Who would have thought one browser-maker’s move away from Google could have such a big impact? The search engine giant is losing market share in the wake of Mozilla’s decision to make Yahoo its default browser.
In December, Yahoo achieved its highest U.S. search share in more than five years, according to the latest data from StatCounter, an independent Web site analytics provider. At the same time, Google fell to the lowest monthly share yet recorded by the company since StatCounter started measuring in 2008.
It’s absolutely no coincidence that these December stats -- which Yahoo is celebrating and Google is likely bemoaning -- coincide with Mozilla making Yahoo the default search engine for Firefox 34 users in the U.S.

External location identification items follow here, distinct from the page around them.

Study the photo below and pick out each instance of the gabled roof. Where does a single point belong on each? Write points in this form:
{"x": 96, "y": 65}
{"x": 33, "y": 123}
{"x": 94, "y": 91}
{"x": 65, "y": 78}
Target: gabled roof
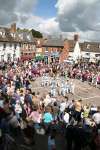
{"x": 71, "y": 45}
{"x": 15, "y": 37}
{"x": 90, "y": 47}
{"x": 53, "y": 42}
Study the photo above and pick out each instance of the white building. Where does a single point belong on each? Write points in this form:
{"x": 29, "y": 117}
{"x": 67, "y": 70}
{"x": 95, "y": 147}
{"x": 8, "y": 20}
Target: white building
{"x": 9, "y": 45}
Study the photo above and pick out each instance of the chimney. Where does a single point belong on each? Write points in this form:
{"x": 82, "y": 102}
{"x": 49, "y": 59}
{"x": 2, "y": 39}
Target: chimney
{"x": 76, "y": 37}
{"x": 13, "y": 27}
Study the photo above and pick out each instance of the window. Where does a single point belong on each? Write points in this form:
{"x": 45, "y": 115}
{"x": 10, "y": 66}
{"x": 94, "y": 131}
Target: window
{"x": 4, "y": 45}
{"x": 88, "y": 54}
{"x": 15, "y": 46}
{"x": 88, "y": 46}
{"x": 20, "y": 45}
{"x": 2, "y": 57}
{"x": 10, "y": 45}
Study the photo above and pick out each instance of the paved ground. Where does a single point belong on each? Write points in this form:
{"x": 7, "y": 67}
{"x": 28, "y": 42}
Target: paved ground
{"x": 83, "y": 90}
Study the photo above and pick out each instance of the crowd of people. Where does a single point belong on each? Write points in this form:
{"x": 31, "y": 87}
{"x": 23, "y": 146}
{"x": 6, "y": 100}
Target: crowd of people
{"x": 24, "y": 113}
{"x": 89, "y": 72}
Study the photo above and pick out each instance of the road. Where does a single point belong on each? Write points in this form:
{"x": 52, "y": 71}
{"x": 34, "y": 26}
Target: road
{"x": 83, "y": 90}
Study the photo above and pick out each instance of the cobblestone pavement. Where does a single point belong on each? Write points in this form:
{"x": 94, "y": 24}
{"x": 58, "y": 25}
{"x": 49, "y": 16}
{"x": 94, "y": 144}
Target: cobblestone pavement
{"x": 83, "y": 90}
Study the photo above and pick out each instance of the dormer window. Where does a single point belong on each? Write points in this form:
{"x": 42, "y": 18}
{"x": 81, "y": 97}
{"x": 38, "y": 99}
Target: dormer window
{"x": 3, "y": 34}
{"x": 10, "y": 45}
{"x": 28, "y": 37}
{"x": 0, "y": 33}
{"x": 15, "y": 46}
{"x": 88, "y": 46}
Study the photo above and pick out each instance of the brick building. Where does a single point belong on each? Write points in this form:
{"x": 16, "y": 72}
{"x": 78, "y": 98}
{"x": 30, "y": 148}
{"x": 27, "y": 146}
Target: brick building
{"x": 54, "y": 49}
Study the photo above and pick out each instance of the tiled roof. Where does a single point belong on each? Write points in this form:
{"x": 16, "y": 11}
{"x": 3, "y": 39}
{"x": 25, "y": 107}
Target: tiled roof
{"x": 53, "y": 42}
{"x": 8, "y": 36}
{"x": 90, "y": 47}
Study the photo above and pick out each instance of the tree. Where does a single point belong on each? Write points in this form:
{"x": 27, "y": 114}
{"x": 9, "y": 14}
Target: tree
{"x": 36, "y": 34}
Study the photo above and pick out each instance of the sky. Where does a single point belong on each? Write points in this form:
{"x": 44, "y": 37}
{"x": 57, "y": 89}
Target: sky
{"x": 54, "y": 17}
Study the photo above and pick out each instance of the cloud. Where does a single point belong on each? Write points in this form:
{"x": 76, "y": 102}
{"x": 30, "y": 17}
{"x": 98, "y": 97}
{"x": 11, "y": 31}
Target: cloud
{"x": 49, "y": 26}
{"x": 16, "y": 10}
{"x": 78, "y": 15}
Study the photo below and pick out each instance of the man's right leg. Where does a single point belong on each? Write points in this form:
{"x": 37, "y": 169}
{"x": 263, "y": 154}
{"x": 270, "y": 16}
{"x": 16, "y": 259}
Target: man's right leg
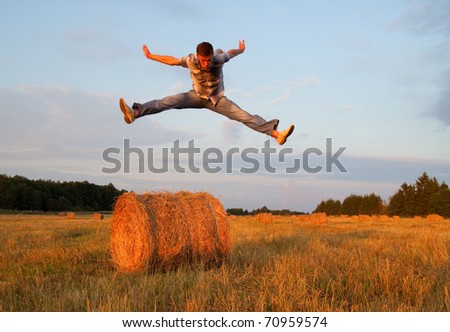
{"x": 178, "y": 101}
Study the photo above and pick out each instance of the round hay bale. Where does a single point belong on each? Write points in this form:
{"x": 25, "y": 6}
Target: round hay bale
{"x": 168, "y": 229}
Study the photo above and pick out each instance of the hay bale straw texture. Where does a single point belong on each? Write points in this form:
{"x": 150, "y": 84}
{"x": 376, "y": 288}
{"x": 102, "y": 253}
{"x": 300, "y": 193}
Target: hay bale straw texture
{"x": 167, "y": 230}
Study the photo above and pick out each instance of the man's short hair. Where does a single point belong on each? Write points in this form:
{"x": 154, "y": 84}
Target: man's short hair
{"x": 205, "y": 49}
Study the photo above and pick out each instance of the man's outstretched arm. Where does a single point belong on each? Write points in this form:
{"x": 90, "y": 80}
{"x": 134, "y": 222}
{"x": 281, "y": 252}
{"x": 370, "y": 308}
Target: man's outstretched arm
{"x": 237, "y": 51}
{"x": 166, "y": 59}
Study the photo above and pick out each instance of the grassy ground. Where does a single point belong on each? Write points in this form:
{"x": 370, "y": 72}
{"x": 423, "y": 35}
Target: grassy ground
{"x": 49, "y": 263}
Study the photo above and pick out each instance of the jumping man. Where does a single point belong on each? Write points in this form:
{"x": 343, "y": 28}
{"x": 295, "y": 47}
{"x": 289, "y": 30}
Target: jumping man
{"x": 208, "y": 91}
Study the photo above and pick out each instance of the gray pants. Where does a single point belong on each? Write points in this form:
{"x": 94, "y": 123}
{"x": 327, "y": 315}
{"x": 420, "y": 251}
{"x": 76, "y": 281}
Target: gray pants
{"x": 224, "y": 106}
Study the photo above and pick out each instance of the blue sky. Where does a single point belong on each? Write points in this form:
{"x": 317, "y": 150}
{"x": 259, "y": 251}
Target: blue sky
{"x": 372, "y": 76}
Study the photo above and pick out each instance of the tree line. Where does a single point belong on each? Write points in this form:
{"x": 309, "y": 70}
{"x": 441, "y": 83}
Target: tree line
{"x": 425, "y": 196}
{"x": 20, "y": 193}
{"x": 264, "y": 209}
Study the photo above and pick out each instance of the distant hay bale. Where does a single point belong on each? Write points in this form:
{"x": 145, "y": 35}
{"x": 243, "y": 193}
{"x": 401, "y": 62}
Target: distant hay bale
{"x": 434, "y": 217}
{"x": 318, "y": 218}
{"x": 265, "y": 218}
{"x": 384, "y": 218}
{"x": 167, "y": 230}
{"x": 363, "y": 217}
{"x": 380, "y": 218}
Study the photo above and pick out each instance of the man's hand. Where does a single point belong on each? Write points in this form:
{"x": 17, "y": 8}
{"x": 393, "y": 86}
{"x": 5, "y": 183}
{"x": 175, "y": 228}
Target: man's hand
{"x": 242, "y": 45}
{"x": 239, "y": 50}
{"x": 146, "y": 51}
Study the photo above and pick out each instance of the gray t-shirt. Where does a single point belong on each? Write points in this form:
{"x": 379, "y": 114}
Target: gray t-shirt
{"x": 208, "y": 84}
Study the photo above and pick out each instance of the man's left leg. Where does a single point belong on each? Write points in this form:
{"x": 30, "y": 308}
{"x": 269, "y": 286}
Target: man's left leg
{"x": 231, "y": 110}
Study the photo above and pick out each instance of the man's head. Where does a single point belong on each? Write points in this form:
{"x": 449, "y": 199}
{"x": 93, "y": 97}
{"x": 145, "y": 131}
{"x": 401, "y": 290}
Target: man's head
{"x": 205, "y": 53}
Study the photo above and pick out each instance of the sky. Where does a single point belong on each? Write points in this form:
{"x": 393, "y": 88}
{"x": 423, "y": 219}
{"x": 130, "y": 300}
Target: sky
{"x": 365, "y": 83}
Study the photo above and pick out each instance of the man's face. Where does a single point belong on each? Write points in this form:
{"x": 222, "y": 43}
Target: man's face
{"x": 205, "y": 61}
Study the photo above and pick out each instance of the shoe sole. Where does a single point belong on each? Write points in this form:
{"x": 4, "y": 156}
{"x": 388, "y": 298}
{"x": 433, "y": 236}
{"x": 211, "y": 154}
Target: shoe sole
{"x": 124, "y": 109}
{"x": 291, "y": 130}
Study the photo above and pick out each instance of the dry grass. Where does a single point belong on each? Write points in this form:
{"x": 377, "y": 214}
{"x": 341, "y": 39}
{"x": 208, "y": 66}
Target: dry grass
{"x": 51, "y": 264}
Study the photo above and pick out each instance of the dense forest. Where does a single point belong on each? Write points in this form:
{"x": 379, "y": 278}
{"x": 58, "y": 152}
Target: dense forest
{"x": 424, "y": 197}
{"x": 20, "y": 193}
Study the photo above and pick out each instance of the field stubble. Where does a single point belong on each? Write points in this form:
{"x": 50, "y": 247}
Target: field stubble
{"x": 53, "y": 264}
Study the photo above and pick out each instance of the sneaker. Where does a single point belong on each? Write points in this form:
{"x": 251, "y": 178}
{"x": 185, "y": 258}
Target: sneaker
{"x": 128, "y": 113}
{"x": 283, "y": 135}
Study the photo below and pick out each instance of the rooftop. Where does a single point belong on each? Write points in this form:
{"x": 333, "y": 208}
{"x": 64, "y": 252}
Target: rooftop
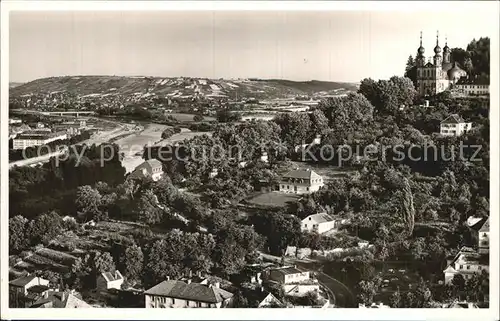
{"x": 289, "y": 270}
{"x": 486, "y": 226}
{"x": 22, "y": 281}
{"x": 61, "y": 300}
{"x": 453, "y": 119}
{"x": 109, "y": 276}
{"x": 318, "y": 218}
{"x": 192, "y": 292}
{"x": 301, "y": 174}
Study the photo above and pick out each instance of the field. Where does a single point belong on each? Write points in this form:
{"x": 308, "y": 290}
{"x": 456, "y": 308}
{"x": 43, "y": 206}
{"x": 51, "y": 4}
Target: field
{"x": 184, "y": 134}
{"x": 188, "y": 117}
{"x": 273, "y": 199}
{"x": 64, "y": 249}
{"x": 133, "y": 144}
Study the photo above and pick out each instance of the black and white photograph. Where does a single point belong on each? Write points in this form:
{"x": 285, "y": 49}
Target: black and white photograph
{"x": 335, "y": 156}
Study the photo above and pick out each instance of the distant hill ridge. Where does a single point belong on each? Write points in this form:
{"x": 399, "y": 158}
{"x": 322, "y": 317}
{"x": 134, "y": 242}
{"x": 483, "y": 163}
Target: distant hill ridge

Could This Trend Continue?
Let’s drill down deeper into the numbers. StatCounter Global Stats reports that in December Google took 75.2 percent of U.S. search referrals. That compares with 77.3 percent in November. Bing came in second with 12.5 percent of the searches in December, compared to 12.1 a month earlier, and Yahoo ranked third with 10.4 percent in December, compared to 8.6 in November. Although Google is still dominating, the impact of Mozilla’s move is clear.
Could this trend continue? Possibly, especially given the immediate bump Yahoo witnessed after just the first month of Mozilla’s shifting allegiances. December marked the start of Yahoo’s partnership with Mozilla, bringing an end to Mozilla's 10-year relationship with Google.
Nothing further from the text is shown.